Comparative efficacy between real-world and randomized studies of palbociclib+endocrine therapy in HR-positive/HER2-negative MBC: systematic-review and meta-analysis.
Academic Article
Overview
abstract
BACKGROUND: Cyclin-dependent kinase 4/6 inhibitors (CDK4/6i) combined with endocrine therapy are the standard-of-care for hormone receptor-positive (HR+)/HER2-negative (HER2-) metastatic breast cancer (MBC). Palbociclib, the first approved CDK4/6i, significantly improved progression-free survival (PFS) in randomized controlled trials (RCTs). However, real-world (RW) outcomes may differ due to broader patient populations. This meta-analysis evaluates the applicability of pivotal RCT findings to RW settings. METHODS: We conducted a systematic review and meta-analysis of RW studies on HR+/HER2- MBC treated with palbociclib+aromatase inhibitors (AI) or fulvestrant, reporting median PFS (mPFS) and/or overall survival (mOS). Pooled mPFS/OS was estimated using the median of medians (MM) and weighted MM (WM). RW estimates were deemed comparable to RCTs if MMPFS/OS or WMPFS/OS fell within RCTs' 95% confidence intervals (CI). Similar criteria applied to pooled hazard ratios (HR) of PFS/OS for palbociclib+AI vs AI in visceral/non-visceral subgroups. RESULTS: Twelve RW studies were analyzed. First-line palbociclib+AI MMPFS (22.5 months, 95%CI: 19.5-31.8) aligned with PALOMA-1/2 pooled mPFS (23.9, 95% CI: 20.2-27.6).
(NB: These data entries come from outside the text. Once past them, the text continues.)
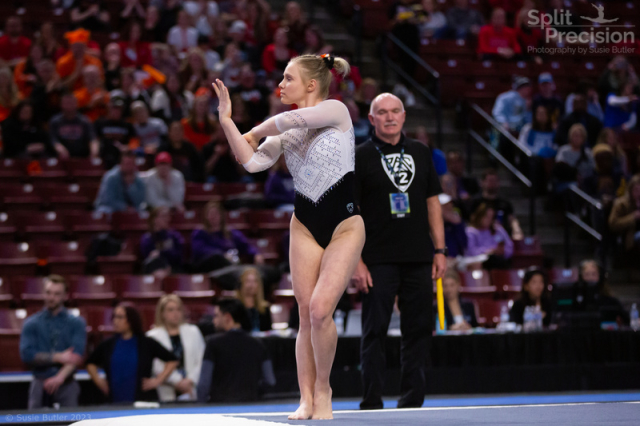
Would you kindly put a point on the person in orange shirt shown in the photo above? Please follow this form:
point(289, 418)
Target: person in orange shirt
point(69, 66)
point(92, 98)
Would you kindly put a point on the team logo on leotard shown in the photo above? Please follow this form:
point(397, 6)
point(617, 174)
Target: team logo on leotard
point(405, 171)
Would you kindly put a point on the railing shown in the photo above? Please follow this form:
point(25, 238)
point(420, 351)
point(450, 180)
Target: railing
point(432, 98)
point(529, 182)
point(588, 214)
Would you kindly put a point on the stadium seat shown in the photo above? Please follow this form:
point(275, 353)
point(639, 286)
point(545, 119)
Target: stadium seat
point(92, 290)
point(17, 259)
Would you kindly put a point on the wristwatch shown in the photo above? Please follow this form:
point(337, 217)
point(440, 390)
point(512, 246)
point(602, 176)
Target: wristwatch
point(444, 251)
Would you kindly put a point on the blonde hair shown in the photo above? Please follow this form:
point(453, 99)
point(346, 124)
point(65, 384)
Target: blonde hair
point(258, 300)
point(162, 303)
point(315, 68)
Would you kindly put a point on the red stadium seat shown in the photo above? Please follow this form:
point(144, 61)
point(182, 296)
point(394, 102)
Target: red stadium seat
point(17, 259)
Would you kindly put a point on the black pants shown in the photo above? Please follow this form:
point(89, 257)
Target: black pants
point(411, 282)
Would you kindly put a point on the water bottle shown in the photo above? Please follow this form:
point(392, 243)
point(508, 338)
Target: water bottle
point(339, 320)
point(635, 321)
point(504, 315)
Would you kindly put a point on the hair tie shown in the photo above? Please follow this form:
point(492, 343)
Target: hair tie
point(328, 60)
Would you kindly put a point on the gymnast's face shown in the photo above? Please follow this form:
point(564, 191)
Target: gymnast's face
point(293, 86)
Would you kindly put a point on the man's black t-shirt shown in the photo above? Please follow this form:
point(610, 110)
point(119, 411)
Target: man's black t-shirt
point(389, 239)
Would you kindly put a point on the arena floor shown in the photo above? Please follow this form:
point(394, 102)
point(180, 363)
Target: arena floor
point(590, 409)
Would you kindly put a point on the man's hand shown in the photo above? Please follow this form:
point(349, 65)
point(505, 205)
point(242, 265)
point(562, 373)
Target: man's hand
point(362, 277)
point(52, 384)
point(439, 266)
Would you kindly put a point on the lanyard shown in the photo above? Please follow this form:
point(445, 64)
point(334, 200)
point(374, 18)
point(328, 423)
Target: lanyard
point(390, 166)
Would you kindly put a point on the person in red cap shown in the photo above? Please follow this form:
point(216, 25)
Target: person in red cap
point(165, 185)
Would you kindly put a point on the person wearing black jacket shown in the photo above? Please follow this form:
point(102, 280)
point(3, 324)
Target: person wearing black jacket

First-line palbociclib+fulvestrant MMPFS (13.5, 95%CI: 11.6-28.5) exceeded PALOMA-3 (11.2, 95%CI: 9.5-12.9). Second-line palbociclib+fulvestrant MMPFS (11.5 months, 95%CI: 6.3-15.3) was consistent with PALOMA-3. RW first-line mOS (51.2 months, 95%CI: 49.1-53.3) surpassed PALOMA-1/2 pooled mOS (45.7, 95%CI: 37.5-53.8). WMOS (49.1 months, 95%CI: 49.1-53.3) was slightly lower than RCTs (53.7, 95%CI: 37.5-53.8). Palbociclib+AI outperformed AI in RW visceral disease, aligning with RCTs, and showed heterogeneous but favorable benefit in non-visceral disease. CONCLUSIONS: RW data confirm palbociclib+endocrine therapy effectiveness, reinforcing its applicability to broader patient populations.